Bersekutu

1.9K 129 3
                                    

Hidup memang tidak ada yang bisa menebaknya. Dulu, aku bersikeras menolak keberadaan Faeyza. Tapi sekarang, entah kenapa aku malah nyaman dengannya. Memang hubunganku dan dia tidak terlalu dekat atau belum terlalu dekat. Tapi sesekali dengan tidak sengaja kami berjumpa dan mengobrol ringan. Sejauh ini, kami bertemu hanya di kantin fakultas dan berpisah jika aku masuk kuliah atau dia harus pulang. Sampai saat itu, hanya sebatas itu hubungan kami. Sedikit baik dari dulu. Aku betul-betul mengikuti alur takdir tanpa memaksa diriku lagi mencari kilasan antara diriku dan Faeyza.

“Lo kelihatannya sekarang sedikit akrab sama Kak Faey. Dulu aja menjauh sampai lo marah banget sama doi. Betulan jodoh, ya?”
Pertanyaan Maudy yang tiba dengan dua mangkuk bakso menyadarkanku dari lamunan. Aku memelototi dirinya yang hanya memberiku cengengesannya. Aku menghela napas saat mengingat kembali apa yang dikatakan Maudy. Apakah benar bahwa kami berjodoh? Tapi, kenapa tidak ada perkembangannya sama sekali?

“Entahlah, Dy. Gue tidak mengerti apakah kami betulan jodoh atau tidak. Tapi sejauh ini, gue tidak bisa melihat masa depannya sedikit pun. Gue hanya bisa melihat masa lalunya saja. Ah, gue bisa gila kaya gini terus, Dy!”

“Mama lo gimana? Sudah baikan?”

Aku menggelengkan kepalaku lemah. “Belum. Mama dan Papa tunggu aku siap ujian baru kami akan berangkat ke Singapura,” jelasku tentang perencanaan Papa untuk mengobati Mama di Singapura. Mereka menundanya karena tidak mau jauh dariku sedetik pun.

“Gue ikut ya nanti.”

Aku melirik Maudy yang menatapku dengan tatapan yang sangat memohon.

“Mau liburan?”

Ia menggelengkan kepalanya dengan cepat. Lalu, di hujung gelengannya ia mulai mengeluarkan cengengesannya. “Kalau sempat, sekalian.”

Aku mendengus pelan dan menatapnya dengan senyuman yang sebal akan pikirannya. “Oke! Tapi gue nggak akan temanin lo jalan-jalan sebelum semua pengobatan Mama selesai.”

“Siap, Bos!”

※※※

Sudah menjadi kebiasaanku untuk beberapa minggu ini mampir ke rumah sakit ini. Tidak setiap hari, hanya di saat Mama dirawat saja. Hari ini, Mama akan dikemoterapi yang kesekian kalinya. Aku tidak tahu ini yang keberapa karena saat itu aku tidak mendampingi Mama dengan alasan aku masih sangat kecewa padanya dan juga Papa.
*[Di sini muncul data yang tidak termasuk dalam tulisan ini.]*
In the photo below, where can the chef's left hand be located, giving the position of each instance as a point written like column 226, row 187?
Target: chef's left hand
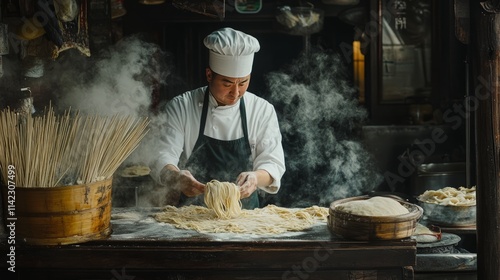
column 248, row 183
Tapi sejak hari dimana aku menyadarkan poros takdir Mama berada di poros takdirku, aku mulai melunak dan sering menemani Mama dalam pengobatannya dan membiarkan Papa menyelesaikan tanggungjawabnya di penerbit.

Kulangkahkan kaki memasuki kamar khusus untuk keluarga kami. Aku tersenyum saat kulihat siapa yang sedang bersama Mama. Beberapa hari yang lalu kami tidak ketemu. Saat diberi kesempatan untuk bertemu, aku mulai ikut alur. Segala yang kulakukan, harus kupikirkan matang-matang agar aku mencapai puncak yang kuharapkan. Yang jelas puncak itu adalah keberhasilan yang baik, bukan yang buruk.

“Hai, Kak!” sapaku yang melangkah mendekat pada dua orang yang sedang berada di sini. Aku mencium kening dan pipi Mama lalu memberi senyum pada orang itu yang duduk di kursi dekat bangsal Mama.

“Hai, Ze!”

“Sudah lama? Kok ke sini enggak bilang-bilang?”

“Loh, Ze! Dia memang lagi KOAS di sini!”

Aku memicingkan mata kepada Mama dan pria ini. Mulai aku menduga-duga dan dugaanku salah saat kuketahui kejujurannya. “Ah! Aku terlalu cepat berburuk sangka. Aku pikir, Mama yang menarik Kakak untuk KOAS di sini,” ujarku dengan desahan kecewa atas tebakanku yang salah. Kudengar Faeyza terkekeh sambil berdiri dan membiarkan aku duduk di tempat yang tadi didudukinya.